Park in Kollam, India

Asramam Children's Park (also known as Children's Park, Kollam) is a park for children, situated at Asramam in Kollam city, Kerala. The park is owned by Kollam Municipal Corporation, India. It is also called Children’s Traffic Park. This park is considered as a part of Asramam Picnic Village, main centre for recreational activities in Kollam city. A model Adventure Park and a 200-year-old British Residency (which is considered as a Government Guest House) are situated very close to this park.

==Location==
- Kollam KSRTC Bus Station – 1.2 km
- Kollam Junction railway station – 3.8 km
- Chinnakada – 1.2 km
- Kollam Port – 3.4 km
- Kollam Ferry Terminal – 1.2 km
- Andamukkam City Bus Stand – 2.6 km

==Facilities and attractions==
The Children's Park in Asramam is one of the major attractions of Kollam city.
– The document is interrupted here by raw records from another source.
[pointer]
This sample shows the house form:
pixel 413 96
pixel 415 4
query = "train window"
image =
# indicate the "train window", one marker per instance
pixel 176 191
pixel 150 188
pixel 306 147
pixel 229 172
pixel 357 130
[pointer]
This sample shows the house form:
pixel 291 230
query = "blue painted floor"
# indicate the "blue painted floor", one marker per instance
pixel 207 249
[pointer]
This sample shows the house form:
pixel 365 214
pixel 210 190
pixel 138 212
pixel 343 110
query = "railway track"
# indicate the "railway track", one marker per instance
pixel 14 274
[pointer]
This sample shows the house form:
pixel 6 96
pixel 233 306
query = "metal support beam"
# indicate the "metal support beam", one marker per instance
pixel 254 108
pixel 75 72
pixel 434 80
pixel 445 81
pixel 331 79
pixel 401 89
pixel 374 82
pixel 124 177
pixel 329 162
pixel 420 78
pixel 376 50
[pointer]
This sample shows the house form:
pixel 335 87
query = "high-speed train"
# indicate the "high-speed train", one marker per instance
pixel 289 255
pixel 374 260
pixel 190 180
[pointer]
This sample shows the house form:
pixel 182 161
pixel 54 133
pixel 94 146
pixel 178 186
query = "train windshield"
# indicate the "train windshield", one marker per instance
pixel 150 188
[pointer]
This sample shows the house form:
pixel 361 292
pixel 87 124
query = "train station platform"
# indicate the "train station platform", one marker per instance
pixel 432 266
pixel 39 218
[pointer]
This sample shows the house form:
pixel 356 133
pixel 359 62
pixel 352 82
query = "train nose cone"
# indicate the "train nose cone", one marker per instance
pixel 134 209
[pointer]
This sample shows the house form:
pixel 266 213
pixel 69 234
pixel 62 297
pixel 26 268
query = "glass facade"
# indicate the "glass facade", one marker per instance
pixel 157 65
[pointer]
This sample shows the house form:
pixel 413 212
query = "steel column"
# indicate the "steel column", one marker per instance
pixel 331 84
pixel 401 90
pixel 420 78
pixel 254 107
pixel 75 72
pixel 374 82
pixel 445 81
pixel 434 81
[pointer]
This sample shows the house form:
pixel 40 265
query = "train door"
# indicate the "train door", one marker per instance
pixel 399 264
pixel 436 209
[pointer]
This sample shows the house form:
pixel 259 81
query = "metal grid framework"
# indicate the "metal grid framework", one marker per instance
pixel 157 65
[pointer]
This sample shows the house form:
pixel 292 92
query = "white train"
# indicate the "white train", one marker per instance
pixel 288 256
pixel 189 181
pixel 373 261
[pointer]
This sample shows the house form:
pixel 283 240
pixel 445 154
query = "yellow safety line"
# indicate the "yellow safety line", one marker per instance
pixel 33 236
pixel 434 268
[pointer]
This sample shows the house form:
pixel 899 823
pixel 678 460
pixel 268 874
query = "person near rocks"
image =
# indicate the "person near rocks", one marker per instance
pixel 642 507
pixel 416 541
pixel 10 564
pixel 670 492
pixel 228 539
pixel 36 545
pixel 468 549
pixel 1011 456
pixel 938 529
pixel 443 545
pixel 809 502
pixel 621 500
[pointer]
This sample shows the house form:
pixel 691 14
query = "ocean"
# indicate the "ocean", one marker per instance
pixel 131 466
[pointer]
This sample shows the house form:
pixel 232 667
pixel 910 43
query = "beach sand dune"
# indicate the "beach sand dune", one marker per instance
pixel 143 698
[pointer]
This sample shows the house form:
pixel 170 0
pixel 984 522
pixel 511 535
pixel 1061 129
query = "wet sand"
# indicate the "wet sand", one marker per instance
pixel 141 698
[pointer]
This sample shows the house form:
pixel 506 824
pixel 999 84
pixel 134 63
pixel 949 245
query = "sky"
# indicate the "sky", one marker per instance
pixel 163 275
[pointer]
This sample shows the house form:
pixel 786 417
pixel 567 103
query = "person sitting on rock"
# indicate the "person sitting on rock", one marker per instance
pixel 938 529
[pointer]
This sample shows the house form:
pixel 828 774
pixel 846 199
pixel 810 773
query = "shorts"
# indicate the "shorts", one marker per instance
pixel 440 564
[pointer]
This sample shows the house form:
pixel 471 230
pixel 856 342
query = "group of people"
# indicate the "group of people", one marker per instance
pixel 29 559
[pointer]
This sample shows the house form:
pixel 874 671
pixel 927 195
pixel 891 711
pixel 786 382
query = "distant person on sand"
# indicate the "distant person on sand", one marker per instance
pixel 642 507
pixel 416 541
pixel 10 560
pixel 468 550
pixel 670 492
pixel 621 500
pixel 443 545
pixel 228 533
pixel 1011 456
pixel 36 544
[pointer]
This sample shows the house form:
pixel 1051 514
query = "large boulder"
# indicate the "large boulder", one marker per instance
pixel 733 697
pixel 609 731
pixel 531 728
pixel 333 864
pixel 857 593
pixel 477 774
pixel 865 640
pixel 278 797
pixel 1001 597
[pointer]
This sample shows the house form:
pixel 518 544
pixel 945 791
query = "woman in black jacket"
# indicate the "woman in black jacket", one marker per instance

The Government of Kerala modernized the park with Central Government aid in 2009–2010. It got another facelift in 2014, with the addition of a swimming pool and new rides.

- Gateway
- Compound wall
- Mandapams
- Restroom complex
- Open-air auditorium
- Toilet block
- Swimming pool
- Restaurant
- Shopping stalls
- 250kv Transformer
- Multi-purpose Gymnasium
- Video Games

===Rides===

- Air Balloon ride
- Battery cars
- Break Dance ride
- Dashing/Bombing Cars
- Cycles
- Duck boat
- Flying singer rider
- Giraffe Train ride
- Sun-Moon wheel

Nowadays, this children's park is a regular exhibition ground for the Kollam Flower Show.